A Graduasian: Commencement at a Korean High School

No matter where you are in the world, there are certain life cycle events that are remain monumentally important in a culture, moments that seem to always call for archaic ceremonies, long speeches, and butterfly-filled stomachs. Weddings, boy-becomes-man moments, births–every society celebrates these events with its own traditions, and I had the privilege of witnessing another meaningful life cycle event in Korea: the high school graduation. Education is a focal point of Korean society, and to finish high school is a memorable achievement.

People selling flowers at the school for guests to give to the graduates. Smart business.

I entered the gym about an hour before the ceremony began, to witness some preparations and rehearsing. This, like most Korean events, was extremely chaotic and seemingly disorganized, but was probably highly structured in a way that I could never understand. The 230 graduating 3rd graders were seated in the center of the gym facing the stage, a sea of maroon in their western graduation caps and gowns. One of the only other English speaking faculty members is the school nurse (who happens to be my age–very young compared to American school nurses!) told me that wearing graduation garb is a new phenomenon in Korea and that she only wore her school uniform when she graduated high school.
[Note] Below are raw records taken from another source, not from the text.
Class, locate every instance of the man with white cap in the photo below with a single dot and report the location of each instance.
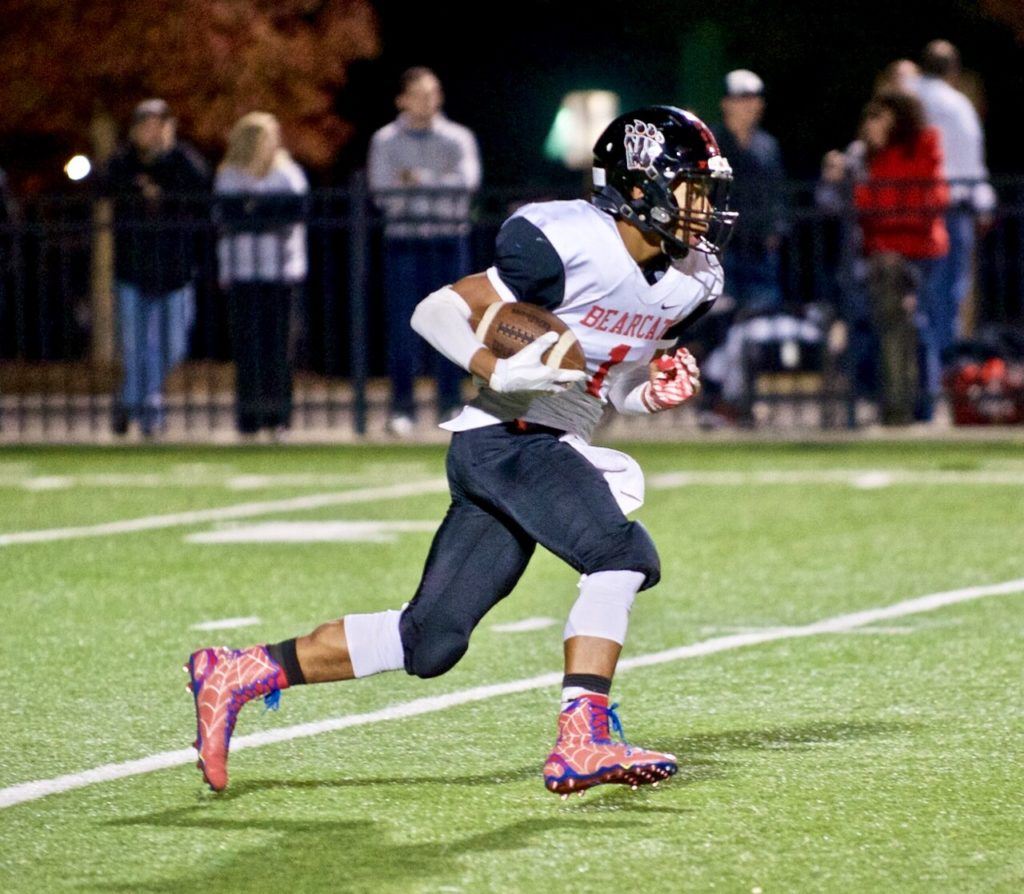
(752, 267)
(752, 264)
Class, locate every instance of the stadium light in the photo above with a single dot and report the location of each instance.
(582, 117)
(78, 168)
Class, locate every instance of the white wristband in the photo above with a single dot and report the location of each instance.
(626, 392)
(442, 320)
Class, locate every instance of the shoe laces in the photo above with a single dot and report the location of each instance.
(600, 719)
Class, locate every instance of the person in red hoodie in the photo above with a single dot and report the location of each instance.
(901, 201)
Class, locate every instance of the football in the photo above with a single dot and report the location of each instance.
(507, 327)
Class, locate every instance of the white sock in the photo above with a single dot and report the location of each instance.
(603, 606)
(374, 642)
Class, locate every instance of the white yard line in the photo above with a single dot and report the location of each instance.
(860, 478)
(226, 624)
(33, 791)
(224, 513)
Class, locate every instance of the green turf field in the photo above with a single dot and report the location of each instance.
(881, 754)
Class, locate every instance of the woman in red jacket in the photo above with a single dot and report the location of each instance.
(901, 202)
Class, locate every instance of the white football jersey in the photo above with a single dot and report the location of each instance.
(601, 293)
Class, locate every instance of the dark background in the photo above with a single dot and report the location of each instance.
(505, 68)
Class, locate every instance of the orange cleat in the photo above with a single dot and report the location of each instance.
(586, 755)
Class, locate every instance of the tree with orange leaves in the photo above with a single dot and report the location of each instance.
(69, 66)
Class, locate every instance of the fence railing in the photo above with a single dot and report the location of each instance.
(64, 314)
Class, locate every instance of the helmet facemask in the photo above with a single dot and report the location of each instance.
(694, 214)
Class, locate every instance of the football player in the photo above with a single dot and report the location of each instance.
(627, 271)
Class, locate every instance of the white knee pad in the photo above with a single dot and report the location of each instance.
(603, 606)
(374, 642)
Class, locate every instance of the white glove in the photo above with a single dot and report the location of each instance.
(674, 378)
(525, 372)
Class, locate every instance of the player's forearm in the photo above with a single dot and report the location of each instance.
(442, 320)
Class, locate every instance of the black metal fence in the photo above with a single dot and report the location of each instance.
(61, 366)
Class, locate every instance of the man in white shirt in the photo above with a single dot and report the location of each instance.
(423, 170)
(972, 197)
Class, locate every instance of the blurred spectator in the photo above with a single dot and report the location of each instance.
(262, 261)
(752, 274)
(898, 75)
(159, 186)
(752, 261)
(423, 169)
(972, 197)
(901, 199)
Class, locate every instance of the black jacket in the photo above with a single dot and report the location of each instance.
(156, 240)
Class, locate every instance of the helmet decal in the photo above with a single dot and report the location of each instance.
(643, 144)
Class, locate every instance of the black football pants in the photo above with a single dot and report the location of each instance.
(511, 490)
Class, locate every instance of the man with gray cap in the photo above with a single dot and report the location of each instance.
(159, 187)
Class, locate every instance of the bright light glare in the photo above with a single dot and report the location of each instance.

The homeroom teachers for the 3rd grade classes all wore gowns, along with the principal and VP–a group of 2nd graders seated on bleachers next to me roared with laughter when they saw one of their teachers in his gown (because he is “short and cute,” I was informed).

The only thing missing was "Pomp & Circumstance"

Korean Kommencement

Group receiving awards.

Bored 2nd graders.

The mass of gown-clad students was sprinkled with the brightly colored smart phone cases that about half the students own, angled above their faces taking photos in their funny outfits.

Capturing the moment.

The ceremony began with a musical performance from three of my wonderfully talented students, followed speeches from the principal, VP, and a financial supporter of the school. Then, in true Korean fashion, instead of calling up each student to accept her diploma, groups of students who had won awards or top grades were called up by the principal to the stage. I’m not sure which I prefer: waiting around for each student to have his or her named called for hours, or only honoring specific students and ignoring the rest. The award being given was described, their  names were read, the principals handed out the awards, and everyone bowed to each other. The entire ceremony was a complete hybrid of Korean and western traditions, it was intriguing to watch. Another musical performance was given, this time 2 girls sang the English song “You Raise Me Up” – I wondered if I was the only person in the room who understood what they were singing. Probably.

After the ceremony, the rush of parents to hug and kiss their graduates, give them flowers, and take photos commenced, a flurry of smiles and confusion. This was definitely a familiar sight to see, and reminded me of the fact that even if I can’t understand the words of the principal’s speech, or the titles of the awards that were distributed, the emotions and meaning behind a high school graduation are universal.

Ceremonial chaos.

Typical post-graduation moments.

All of the teachers were treated to a phenomenal lunch of barbeque duck, and lots of other side dishes after the graduation was over. And, just like every important ceremony in America, there were massive amounts of mouthwatering dishes!